The empty list is represented by NULL, and any place a list is passed, NULL is a valid value.

ds_lmap and ds_lforeach and the associated function pointer types are used for iterating and mapping over the list elements. For the most part, I find that it's more idiomatic in C to just loop over the lists, though.

ds_linsert and ds_lpreinsert insert an element before and after the node 'head', respectively. Note that the node 'elt' is not necessarily the head of the list, and you may insert into the list at any point with these functions. These functions return the new head of the sublist produced.

ds_lprepend and ds_lappend are similar in concept to their friends dslinsert() and dslprepend() above, however, they will seek to the start or end of the list respectively before doing the insert. They return the new head of the list.

ds_ltappend appends a value into the list 'head'. If 'tail' is passed and is non-null, this function assumes it is the actual tail of the list, and inserts after it. After inserting, it updates the tail pointer to the newly appended node. This allows for O(1) list appends. If tail is null, then this function seeks to the end of the list in O(n) time, and appends as normal.

ds_ldup will duplicate a list.

ds_ljoin will append list 'b' to the end of list 'a'. It does not copy the nodes in 'b', not does it seek to the head of it. It does, however, seek to the end of list 'a'.

ds_lcmpsearch and ds_lsearch iterate through the entire list searching for a value. dslsearch() searches for the node containing a pointer by value. dslcmpsearch() takes a function pointer which it uses to compare the values.

ds_llen counts the number of nodes in the list in O(n) time.

ds_ltail finds the tail of the list 'l' in O(n) time.

ds_ldel, ds_lndel, and ds_lndel_full remove links from lists. dslndel() will simply unlink the node, splicing the list back around it. dsldel() will search the list by pointer value, similar to dslsearch(), and when it finds the node it will unlink it, as in dslndel.

. ds_lndel_full is similar to ds_lndel, however, it takes a function to call over the data element in order to free it.
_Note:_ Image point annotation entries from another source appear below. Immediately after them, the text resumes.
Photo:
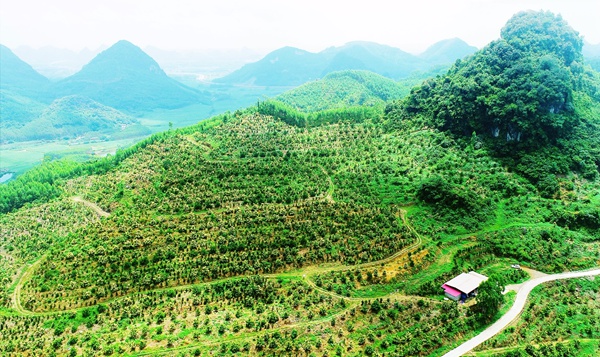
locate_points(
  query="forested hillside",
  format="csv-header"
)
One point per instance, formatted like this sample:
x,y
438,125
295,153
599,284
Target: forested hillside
x,y
304,228
527,96
343,89
126,78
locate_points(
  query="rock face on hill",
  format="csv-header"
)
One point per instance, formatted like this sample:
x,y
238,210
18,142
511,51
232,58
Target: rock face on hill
x,y
126,78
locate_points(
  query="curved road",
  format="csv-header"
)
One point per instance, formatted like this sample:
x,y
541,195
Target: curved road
x,y
515,310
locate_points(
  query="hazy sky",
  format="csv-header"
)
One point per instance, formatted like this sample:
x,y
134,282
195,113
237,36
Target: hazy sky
x,y
269,24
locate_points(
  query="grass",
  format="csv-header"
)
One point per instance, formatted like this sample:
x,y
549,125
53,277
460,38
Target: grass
x,y
509,300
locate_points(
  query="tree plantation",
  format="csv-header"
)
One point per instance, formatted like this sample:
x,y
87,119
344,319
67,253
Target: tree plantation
x,y
326,225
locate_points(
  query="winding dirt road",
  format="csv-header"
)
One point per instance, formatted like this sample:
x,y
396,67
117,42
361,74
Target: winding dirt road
x,y
522,294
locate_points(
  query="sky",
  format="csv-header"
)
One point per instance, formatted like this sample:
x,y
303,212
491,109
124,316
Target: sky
x,y
266,25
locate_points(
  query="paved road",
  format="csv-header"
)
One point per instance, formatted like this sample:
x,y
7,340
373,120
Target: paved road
x,y
515,310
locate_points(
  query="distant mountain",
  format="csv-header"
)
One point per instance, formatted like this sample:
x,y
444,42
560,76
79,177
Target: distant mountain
x,y
287,66
68,117
17,110
343,89
126,78
56,63
18,76
447,51
592,55
388,61
290,66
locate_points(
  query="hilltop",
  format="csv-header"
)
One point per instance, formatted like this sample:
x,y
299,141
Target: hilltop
x,y
519,97
126,78
290,66
273,231
448,51
70,117
19,77
343,89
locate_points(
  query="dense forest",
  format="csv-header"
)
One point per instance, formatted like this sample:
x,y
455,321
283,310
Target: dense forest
x,y
299,227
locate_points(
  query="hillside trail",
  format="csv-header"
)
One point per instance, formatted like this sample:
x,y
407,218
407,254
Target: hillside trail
x,y
16,294
516,309
99,211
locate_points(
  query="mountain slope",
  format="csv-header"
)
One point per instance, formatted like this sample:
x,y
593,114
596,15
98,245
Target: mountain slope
x,y
18,76
343,89
287,66
292,67
252,234
68,117
125,78
448,51
519,95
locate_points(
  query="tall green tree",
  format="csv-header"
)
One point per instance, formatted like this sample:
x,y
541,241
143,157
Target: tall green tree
x,y
489,299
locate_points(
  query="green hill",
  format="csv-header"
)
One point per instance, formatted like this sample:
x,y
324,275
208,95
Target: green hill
x,y
69,117
343,89
292,67
18,110
125,78
260,233
19,77
527,96
448,51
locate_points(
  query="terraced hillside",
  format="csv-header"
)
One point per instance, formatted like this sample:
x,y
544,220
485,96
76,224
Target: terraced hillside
x,y
270,231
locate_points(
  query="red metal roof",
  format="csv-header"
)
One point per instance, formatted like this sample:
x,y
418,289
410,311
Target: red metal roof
x,y
450,290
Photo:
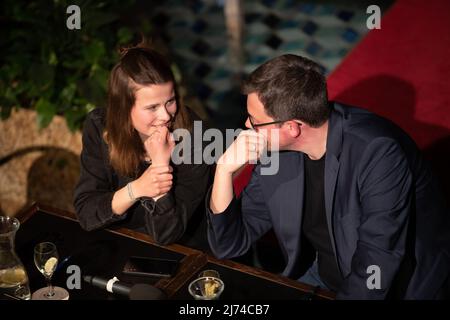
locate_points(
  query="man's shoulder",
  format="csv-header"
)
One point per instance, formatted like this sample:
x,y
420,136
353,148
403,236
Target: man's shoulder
x,y
364,125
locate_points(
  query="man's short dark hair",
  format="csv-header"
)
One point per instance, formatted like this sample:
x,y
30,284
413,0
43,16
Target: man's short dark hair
x,y
291,87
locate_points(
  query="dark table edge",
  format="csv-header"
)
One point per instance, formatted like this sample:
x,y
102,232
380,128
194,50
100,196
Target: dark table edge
x,y
192,263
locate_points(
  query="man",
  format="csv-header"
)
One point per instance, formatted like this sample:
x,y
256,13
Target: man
x,y
350,184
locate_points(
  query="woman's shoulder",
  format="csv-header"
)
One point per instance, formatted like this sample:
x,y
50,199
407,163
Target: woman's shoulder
x,y
95,118
97,115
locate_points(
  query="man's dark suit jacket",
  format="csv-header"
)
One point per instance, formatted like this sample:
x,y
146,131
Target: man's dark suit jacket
x,y
383,208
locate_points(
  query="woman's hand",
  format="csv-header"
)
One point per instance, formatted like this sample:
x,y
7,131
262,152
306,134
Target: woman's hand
x,y
154,182
159,146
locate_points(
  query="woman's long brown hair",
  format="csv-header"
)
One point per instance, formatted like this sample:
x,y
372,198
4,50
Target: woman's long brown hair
x,y
139,66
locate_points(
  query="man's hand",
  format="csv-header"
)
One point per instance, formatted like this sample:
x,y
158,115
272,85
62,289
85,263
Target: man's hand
x,y
247,147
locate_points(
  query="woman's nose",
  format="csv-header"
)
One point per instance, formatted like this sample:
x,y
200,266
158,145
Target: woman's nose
x,y
248,125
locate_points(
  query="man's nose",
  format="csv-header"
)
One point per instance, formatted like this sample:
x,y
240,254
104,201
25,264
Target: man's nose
x,y
163,114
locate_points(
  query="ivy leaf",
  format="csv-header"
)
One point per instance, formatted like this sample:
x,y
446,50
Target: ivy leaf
x,y
125,35
74,118
94,51
45,112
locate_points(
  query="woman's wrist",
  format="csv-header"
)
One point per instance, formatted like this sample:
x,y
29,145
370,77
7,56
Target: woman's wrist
x,y
134,190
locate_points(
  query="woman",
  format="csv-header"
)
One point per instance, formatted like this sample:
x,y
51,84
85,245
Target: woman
x,y
126,177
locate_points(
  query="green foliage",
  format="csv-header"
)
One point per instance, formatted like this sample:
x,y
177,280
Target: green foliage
x,y
55,70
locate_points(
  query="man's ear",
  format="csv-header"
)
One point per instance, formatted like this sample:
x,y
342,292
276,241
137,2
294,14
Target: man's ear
x,y
294,128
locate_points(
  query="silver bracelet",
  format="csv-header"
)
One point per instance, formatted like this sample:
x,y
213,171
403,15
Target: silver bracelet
x,y
130,192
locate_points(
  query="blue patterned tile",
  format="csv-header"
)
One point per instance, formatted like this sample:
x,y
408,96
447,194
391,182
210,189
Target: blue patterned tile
x,y
313,48
274,41
345,15
307,7
199,26
310,27
350,35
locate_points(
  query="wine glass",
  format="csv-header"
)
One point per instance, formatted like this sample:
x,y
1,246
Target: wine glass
x,y
46,260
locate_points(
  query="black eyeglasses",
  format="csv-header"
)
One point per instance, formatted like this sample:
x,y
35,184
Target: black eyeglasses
x,y
264,124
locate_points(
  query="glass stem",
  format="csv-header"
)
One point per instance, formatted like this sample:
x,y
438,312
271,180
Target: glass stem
x,y
51,292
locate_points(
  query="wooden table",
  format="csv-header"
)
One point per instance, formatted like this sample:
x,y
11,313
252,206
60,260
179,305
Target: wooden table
x,y
104,252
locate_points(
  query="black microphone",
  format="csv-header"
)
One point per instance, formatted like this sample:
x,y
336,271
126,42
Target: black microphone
x,y
140,291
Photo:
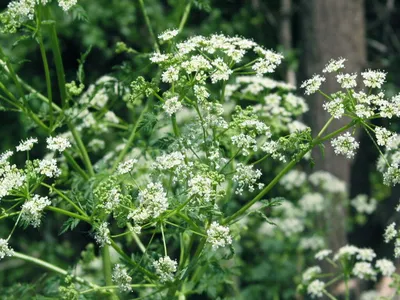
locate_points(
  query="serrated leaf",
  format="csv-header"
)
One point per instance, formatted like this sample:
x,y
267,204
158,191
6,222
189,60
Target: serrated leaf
x,y
79,13
48,22
19,40
148,123
81,61
164,142
70,224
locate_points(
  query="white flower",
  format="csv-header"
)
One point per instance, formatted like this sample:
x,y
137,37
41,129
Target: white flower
x,y
322,254
385,266
10,178
27,144
111,117
222,71
126,166
392,175
293,179
312,243
172,105
312,202
218,236
373,79
347,81
158,57
170,75
312,85
102,234
153,202
165,268
361,204
334,65
244,142
57,143
121,277
346,252
365,254
168,34
310,273
390,232
345,144
246,176
5,249
32,210
5,156
201,187
315,289
169,161
335,108
382,136
66,5
49,168
364,270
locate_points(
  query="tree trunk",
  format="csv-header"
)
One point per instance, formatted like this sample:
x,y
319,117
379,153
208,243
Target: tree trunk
x,y
331,29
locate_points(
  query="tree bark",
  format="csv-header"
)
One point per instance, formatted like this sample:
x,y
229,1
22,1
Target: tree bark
x,y
331,29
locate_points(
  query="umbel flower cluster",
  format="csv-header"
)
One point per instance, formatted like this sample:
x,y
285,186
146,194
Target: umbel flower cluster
x,y
192,163
22,11
350,261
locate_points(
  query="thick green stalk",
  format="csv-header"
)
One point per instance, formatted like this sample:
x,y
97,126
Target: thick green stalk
x,y
107,269
288,167
68,213
53,268
185,15
130,261
48,79
62,195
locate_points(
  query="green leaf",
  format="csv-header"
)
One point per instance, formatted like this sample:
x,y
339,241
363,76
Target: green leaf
x,y
70,224
148,123
81,61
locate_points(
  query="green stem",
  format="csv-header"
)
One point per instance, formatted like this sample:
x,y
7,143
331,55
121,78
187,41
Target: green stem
x,y
115,287
288,167
48,79
185,15
53,268
325,127
130,261
131,138
62,195
136,238
68,213
148,24
175,125
59,64
107,269
82,148
164,243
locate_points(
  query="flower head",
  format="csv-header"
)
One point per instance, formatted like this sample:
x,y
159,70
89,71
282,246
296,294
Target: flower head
x,y
32,210
218,236
312,85
345,144
26,145
5,249
121,277
165,268
58,143
168,34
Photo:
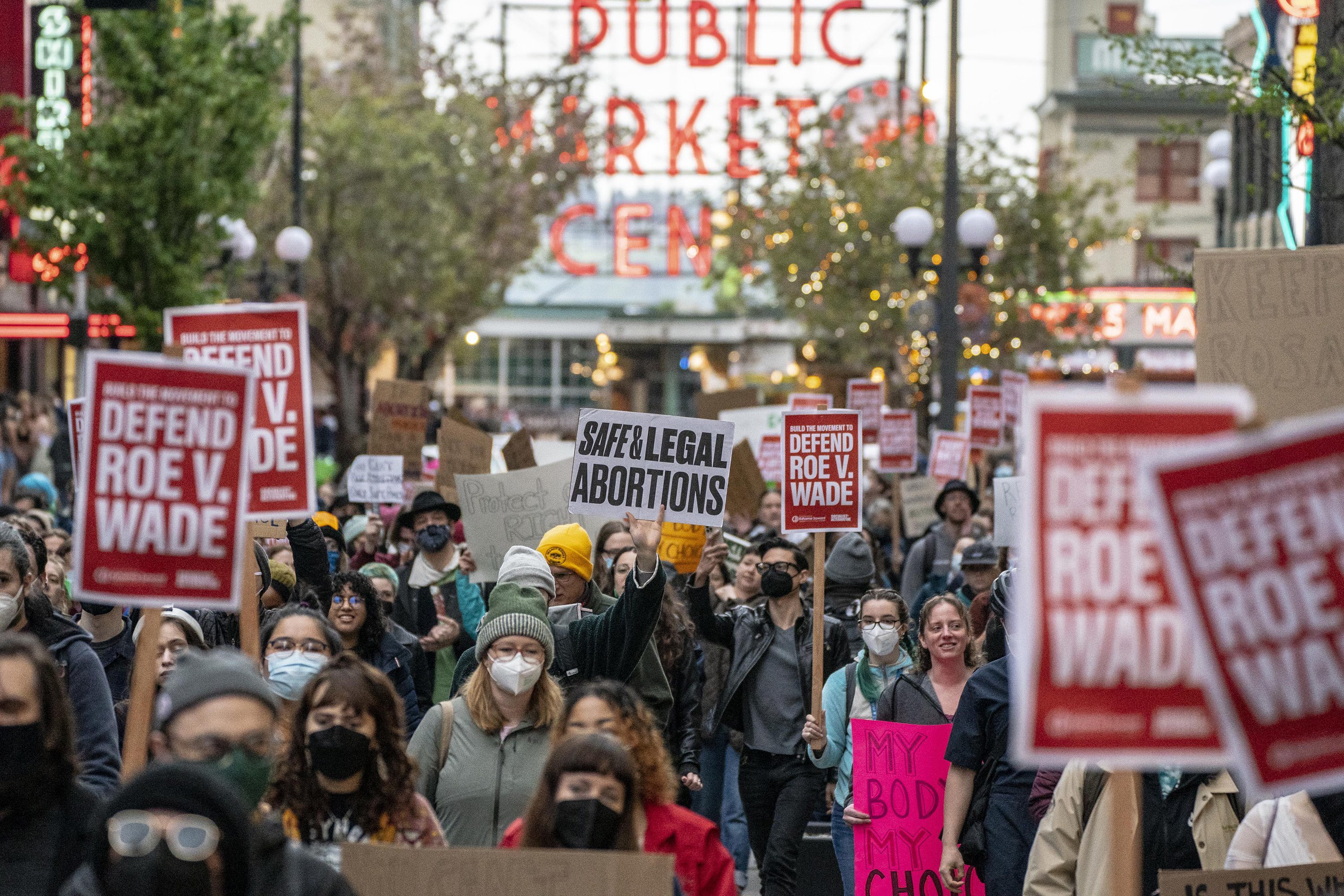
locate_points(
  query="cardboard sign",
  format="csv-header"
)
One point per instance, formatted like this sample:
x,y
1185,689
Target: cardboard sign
x,y
771,460
76,431
640,462
398,417
1253,532
682,546
503,509
1323,879
811,401
273,342
463,450
746,485
382,870
948,456
1014,386
866,397
1271,320
163,488
375,478
709,406
898,780
1105,661
898,443
518,452
823,472
1007,511
917,497
987,417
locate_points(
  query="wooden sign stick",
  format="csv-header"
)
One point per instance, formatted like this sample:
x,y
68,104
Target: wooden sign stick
x,y
819,612
143,677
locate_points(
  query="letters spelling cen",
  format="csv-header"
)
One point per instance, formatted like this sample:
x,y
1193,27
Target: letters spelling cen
x,y
651,487
139,491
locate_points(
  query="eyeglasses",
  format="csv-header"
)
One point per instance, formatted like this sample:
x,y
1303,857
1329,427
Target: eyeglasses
x,y
132,833
504,655
307,645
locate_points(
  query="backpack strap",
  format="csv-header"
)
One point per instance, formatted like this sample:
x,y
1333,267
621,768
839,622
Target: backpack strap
x,y
1094,780
445,732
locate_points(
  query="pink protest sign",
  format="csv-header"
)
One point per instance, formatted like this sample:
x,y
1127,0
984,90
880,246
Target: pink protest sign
x,y
898,780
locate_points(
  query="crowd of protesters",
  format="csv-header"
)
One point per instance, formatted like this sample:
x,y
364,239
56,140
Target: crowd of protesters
x,y
590,698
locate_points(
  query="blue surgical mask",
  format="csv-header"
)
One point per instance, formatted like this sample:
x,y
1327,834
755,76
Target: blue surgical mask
x,y
291,671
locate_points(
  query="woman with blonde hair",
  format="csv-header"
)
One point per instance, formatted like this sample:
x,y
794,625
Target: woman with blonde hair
x,y
480,755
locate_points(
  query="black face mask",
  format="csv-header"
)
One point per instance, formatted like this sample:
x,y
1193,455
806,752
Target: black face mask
x,y
159,874
433,538
97,609
586,824
338,753
776,585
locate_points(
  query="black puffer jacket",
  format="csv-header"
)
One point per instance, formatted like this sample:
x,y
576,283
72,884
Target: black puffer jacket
x,y
744,632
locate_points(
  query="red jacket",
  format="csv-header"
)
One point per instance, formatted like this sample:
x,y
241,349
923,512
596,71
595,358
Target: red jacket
x,y
703,866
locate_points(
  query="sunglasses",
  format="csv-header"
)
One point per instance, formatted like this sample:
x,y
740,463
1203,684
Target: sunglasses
x,y
134,833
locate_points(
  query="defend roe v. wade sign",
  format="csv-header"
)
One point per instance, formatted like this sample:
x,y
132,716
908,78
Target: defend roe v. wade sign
x,y
640,462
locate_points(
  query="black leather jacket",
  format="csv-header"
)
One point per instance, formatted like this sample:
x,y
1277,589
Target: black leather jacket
x,y
744,632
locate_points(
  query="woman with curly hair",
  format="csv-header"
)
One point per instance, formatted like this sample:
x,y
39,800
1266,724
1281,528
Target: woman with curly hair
x,y
361,621
345,777
703,866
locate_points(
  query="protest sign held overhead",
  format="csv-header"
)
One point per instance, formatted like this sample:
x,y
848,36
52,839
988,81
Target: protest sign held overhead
x,y
273,342
948,456
1014,386
398,417
640,462
898,443
866,397
375,478
163,488
1253,532
898,780
811,401
823,472
986,416
1105,660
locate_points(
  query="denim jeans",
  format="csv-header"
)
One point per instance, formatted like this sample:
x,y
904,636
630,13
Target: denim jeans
x,y
779,794
842,840
719,801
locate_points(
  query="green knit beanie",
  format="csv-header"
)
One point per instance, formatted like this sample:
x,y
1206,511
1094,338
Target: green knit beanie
x,y
515,610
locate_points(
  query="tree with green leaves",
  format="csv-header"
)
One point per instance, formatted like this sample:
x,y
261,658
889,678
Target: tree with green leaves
x,y
185,104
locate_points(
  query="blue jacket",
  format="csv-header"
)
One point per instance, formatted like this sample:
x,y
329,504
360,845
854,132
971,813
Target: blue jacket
x,y
96,723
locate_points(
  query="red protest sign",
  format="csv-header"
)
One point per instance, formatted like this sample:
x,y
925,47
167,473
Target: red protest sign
x,y
76,408
823,472
1014,386
811,401
986,416
1105,665
948,456
866,397
898,443
1253,532
163,485
273,342
771,458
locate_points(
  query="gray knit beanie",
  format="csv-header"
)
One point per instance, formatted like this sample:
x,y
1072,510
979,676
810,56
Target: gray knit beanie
x,y
202,676
526,567
850,560
515,610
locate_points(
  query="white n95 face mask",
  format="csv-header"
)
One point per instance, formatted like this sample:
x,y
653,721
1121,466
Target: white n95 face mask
x,y
515,675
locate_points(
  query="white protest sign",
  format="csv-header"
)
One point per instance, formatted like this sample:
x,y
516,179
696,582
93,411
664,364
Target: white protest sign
x,y
375,478
640,462
1006,511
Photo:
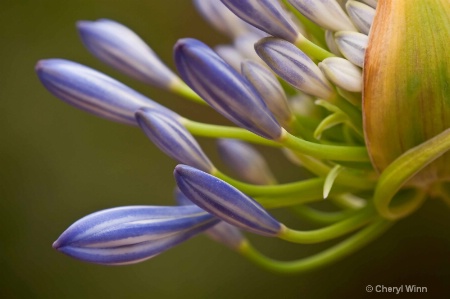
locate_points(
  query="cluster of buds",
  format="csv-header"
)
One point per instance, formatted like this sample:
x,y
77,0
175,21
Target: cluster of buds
x,y
355,92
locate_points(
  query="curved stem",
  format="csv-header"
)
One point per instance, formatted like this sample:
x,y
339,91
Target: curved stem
x,y
346,177
321,217
329,152
333,231
217,131
321,259
402,170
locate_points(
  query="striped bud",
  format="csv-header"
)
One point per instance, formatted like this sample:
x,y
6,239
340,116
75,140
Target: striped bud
x,y
352,45
343,73
124,50
128,235
223,88
169,135
267,15
225,202
245,162
92,91
362,15
294,66
270,90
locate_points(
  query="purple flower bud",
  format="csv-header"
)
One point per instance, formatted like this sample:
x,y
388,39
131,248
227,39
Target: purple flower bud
x,y
325,13
352,45
245,44
220,17
230,55
270,90
124,50
294,66
224,88
267,15
331,43
343,73
222,232
245,162
225,201
172,138
128,235
361,14
92,91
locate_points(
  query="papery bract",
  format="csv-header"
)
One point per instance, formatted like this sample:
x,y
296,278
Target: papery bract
x,y
224,201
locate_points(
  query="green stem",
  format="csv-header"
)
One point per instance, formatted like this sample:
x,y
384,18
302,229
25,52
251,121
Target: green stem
x,y
333,231
331,152
321,217
310,186
402,170
216,131
326,257
346,177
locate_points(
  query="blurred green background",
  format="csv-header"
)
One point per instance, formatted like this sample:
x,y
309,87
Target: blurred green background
x,y
58,164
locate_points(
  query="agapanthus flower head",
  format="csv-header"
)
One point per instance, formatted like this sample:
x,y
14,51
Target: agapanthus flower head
x,y
368,118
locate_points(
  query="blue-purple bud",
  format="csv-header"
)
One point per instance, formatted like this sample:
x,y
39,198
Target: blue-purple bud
x,y
222,232
325,13
270,90
92,91
361,14
121,48
170,136
223,88
343,73
245,162
226,202
128,235
245,44
294,66
230,55
267,15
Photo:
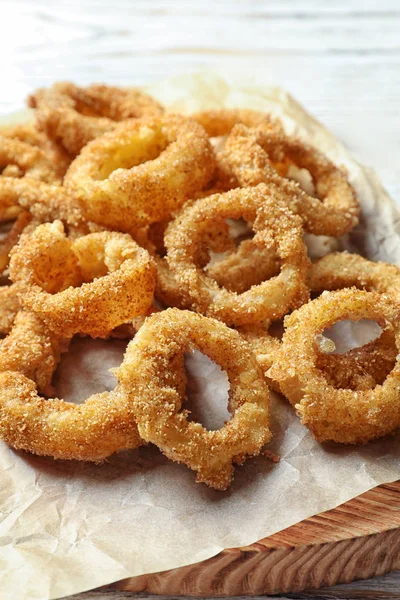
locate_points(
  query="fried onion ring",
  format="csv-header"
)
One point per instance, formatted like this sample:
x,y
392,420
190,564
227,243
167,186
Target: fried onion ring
x,y
253,156
91,431
357,369
247,266
275,227
29,134
9,307
341,415
116,279
32,350
342,269
29,160
141,172
73,116
220,121
45,202
12,237
153,378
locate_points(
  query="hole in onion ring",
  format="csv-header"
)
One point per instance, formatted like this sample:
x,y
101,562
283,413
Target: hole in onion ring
x,y
207,397
356,355
84,361
129,155
347,335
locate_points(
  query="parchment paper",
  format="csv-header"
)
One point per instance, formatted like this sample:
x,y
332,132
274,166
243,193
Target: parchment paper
x,y
68,527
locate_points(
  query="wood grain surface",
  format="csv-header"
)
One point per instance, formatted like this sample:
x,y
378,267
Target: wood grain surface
x,y
341,59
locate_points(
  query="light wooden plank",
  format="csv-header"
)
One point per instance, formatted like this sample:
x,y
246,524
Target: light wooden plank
x,y
379,588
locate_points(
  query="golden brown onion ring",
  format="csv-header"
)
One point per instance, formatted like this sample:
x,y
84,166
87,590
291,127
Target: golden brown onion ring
x,y
253,156
12,237
45,202
28,160
342,269
91,431
73,116
141,172
357,369
340,415
220,121
90,286
9,307
275,227
153,378
29,134
32,350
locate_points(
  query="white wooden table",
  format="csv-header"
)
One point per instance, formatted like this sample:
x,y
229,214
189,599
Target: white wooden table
x,y
340,58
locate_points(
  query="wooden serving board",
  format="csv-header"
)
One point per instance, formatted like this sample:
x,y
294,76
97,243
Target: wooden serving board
x,y
357,540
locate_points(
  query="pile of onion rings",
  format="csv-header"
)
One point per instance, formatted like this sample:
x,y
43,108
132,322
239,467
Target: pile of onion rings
x,y
182,232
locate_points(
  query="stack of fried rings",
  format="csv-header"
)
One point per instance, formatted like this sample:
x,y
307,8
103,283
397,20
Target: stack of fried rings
x,y
118,210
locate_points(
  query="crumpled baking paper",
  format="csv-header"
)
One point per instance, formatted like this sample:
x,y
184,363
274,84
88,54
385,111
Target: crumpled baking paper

ds_lfree and ds_lfree_full will free a full list. Similar to dslndel and dslndelfull, dslfree will free only the node data, while dslfreefull will take a free function to call over each node in turn.

Malloc utility functions

void *ds_zmalloc(size_t sz);
void *ds_xmalloc(size_t sz);
void *ds_zrealloc(void *mem, size_t oldsz, size_t sz);
void *ds_xrealloc(void *mem, size_t sz); 

These are utility wrappers for malloc(), calloc(), and realloc() that will abort on out of memory. Since most programs can't actually do anything sane on out of memory, and modern OSes overcommit anyways, making testing the failure paths nearly impossible, this is usually the right thing to do.

Memory allocated with these functions comes from malloc internally, and should be freed with free()

dsxmalloc() is similar to malloc: you give it a size, it gives you a chunk of memory. dszmalloc is similar to ds_malloc, only it clears the memory.

dsxrealloc is similar to realloc: you give it a valid pointer (or NULL), and it will return a resized chunk of memory, or NULL if the size of memory is zero. In other words, dsxrealloc(NULL, size) is equivalent to dsxalloc(size), and dsxrealloc(ptr, NULL) is equivalent to free(ptr).

dszrealloc() is similar to dsxrealloc(), only the values between oldsz and sz are all set to zero.